A full-time artist for nearly two decades, Lee Stroncek’s art holds many qualities which have drawn a great audience of collectors. One quality which can be recognized in all of Stroncek’s work is its genuine nature and the relationship he desires viewers to have with his art.
“I feel that attaching awards and honors to an artist’s name as a means of validating his or her work is overemphasized. Ultimately, the work should speak for itself. The viewer will know immediately if a painting came from the artist’s heart or from the dubious desire to sell a picture with his or her name attached to it.”

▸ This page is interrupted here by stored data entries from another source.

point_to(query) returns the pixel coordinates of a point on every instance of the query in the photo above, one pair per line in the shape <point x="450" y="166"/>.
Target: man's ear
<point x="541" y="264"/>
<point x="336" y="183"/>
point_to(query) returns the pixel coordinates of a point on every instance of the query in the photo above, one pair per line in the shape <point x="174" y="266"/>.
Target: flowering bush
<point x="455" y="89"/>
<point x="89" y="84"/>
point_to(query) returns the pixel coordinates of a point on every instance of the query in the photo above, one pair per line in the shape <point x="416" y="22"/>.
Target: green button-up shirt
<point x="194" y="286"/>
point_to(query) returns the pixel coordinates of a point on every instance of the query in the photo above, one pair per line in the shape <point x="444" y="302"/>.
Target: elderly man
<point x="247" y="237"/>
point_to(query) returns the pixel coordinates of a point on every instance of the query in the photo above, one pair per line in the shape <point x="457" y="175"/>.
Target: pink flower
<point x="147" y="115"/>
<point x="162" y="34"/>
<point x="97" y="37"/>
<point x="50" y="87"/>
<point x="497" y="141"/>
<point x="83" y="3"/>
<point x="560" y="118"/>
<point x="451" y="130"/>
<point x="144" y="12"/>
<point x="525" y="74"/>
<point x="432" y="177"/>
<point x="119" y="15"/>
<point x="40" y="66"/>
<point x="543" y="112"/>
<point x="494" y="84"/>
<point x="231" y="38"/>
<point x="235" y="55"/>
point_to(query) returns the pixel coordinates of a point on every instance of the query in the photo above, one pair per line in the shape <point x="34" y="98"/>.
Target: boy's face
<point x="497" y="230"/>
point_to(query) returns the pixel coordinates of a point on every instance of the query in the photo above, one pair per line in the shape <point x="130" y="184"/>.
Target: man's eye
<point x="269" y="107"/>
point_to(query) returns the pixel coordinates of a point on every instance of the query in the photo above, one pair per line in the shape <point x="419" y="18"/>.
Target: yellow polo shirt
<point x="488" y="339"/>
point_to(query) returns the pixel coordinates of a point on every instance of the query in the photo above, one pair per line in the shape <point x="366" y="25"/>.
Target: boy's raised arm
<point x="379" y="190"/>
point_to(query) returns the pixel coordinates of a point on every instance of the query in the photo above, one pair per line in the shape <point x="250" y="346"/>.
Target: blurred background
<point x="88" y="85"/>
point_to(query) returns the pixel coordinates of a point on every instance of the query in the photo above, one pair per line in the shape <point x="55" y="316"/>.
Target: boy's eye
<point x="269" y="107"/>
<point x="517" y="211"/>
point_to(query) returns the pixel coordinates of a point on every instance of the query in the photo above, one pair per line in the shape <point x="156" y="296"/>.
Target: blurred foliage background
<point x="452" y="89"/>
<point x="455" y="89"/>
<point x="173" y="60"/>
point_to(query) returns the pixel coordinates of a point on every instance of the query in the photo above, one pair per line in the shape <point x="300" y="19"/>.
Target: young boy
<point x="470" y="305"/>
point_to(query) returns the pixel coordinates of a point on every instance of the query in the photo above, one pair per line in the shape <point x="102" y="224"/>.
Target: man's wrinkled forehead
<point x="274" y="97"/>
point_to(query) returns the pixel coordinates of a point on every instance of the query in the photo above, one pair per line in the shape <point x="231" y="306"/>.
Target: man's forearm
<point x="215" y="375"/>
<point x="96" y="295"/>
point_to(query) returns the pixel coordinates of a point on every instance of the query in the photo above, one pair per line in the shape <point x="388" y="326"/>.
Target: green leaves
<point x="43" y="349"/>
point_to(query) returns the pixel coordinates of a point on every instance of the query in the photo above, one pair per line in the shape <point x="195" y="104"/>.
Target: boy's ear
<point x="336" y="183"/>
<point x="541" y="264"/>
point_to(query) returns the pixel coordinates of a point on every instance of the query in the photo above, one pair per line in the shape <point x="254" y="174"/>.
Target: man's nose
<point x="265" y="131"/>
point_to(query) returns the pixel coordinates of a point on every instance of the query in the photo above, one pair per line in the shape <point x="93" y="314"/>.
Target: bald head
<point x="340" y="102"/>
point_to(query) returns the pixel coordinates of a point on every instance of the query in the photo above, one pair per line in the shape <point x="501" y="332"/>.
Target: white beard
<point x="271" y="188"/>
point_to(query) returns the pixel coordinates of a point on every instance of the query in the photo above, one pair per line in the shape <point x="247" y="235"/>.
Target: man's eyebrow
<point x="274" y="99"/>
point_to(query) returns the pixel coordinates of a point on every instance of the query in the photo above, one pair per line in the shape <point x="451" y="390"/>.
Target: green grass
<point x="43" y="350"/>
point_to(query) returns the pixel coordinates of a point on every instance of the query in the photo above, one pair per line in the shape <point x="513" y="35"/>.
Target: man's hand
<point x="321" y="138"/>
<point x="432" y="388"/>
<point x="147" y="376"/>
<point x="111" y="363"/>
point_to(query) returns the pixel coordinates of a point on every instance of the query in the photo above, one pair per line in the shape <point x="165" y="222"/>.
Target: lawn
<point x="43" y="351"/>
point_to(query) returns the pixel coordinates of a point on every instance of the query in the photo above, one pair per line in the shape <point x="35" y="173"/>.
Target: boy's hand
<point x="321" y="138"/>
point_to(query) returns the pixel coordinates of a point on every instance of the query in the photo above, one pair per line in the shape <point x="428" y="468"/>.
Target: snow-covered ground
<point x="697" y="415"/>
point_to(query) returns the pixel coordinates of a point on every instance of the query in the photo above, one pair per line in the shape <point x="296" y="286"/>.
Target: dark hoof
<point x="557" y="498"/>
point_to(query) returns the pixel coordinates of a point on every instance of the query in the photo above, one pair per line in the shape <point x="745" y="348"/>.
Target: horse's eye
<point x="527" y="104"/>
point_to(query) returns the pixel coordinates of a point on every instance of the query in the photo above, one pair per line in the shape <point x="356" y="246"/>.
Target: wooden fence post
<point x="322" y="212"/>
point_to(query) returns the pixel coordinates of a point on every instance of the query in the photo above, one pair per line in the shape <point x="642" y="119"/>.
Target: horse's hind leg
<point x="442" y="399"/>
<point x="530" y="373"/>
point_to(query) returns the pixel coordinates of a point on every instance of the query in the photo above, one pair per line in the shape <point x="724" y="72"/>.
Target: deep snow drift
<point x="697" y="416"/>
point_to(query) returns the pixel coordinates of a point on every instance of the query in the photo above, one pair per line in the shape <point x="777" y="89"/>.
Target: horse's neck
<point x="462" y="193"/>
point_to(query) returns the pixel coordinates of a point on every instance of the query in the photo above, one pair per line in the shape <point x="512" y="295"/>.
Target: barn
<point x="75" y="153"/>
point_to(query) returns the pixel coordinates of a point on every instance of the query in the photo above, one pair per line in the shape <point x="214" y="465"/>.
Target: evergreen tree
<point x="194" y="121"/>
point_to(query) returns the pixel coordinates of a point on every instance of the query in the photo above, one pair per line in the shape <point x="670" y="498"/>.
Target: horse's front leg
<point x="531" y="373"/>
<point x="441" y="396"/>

However, if you have painted “from the heart” and your talents are as finely tuned as Stroncek’s, your work is bound to be recognized. His acrylics and watercolors can be found in public and private collections throughout the United States. His works have also appeared in such outdoor and fine arts publications as Sports Afield, Field & Stream, Fly Fisherman, Trout, Southwest Art, Wildlife Art News, Sporting Classics, Yankee, and In-Fisherman magazines. In 1985 and 1988, his work was chosen for the California Wild Trout Stamp print design. He was a regional winner in the 1987 “Arts for the Parks” competition sponsored by the National Park Academy of the Arts and has shown in several “Birds in Art” exhibitions at the Leigh Yawkey Woodson Art Museum.
Furthering the authentic “soul” in Stroncek’s art is the simplicity with which he chooses his subjects. “A good painting can come out of any subject, past or present. It may be a familiar, perhaps even mundane, scene that one encounters daily or a one-time experience that so moves the artist that he or she is compelled to record the impression.”
Lee Stroncek continues to study the great outdoors and the beauty of its natural history residing in Montana with his wife, Janet.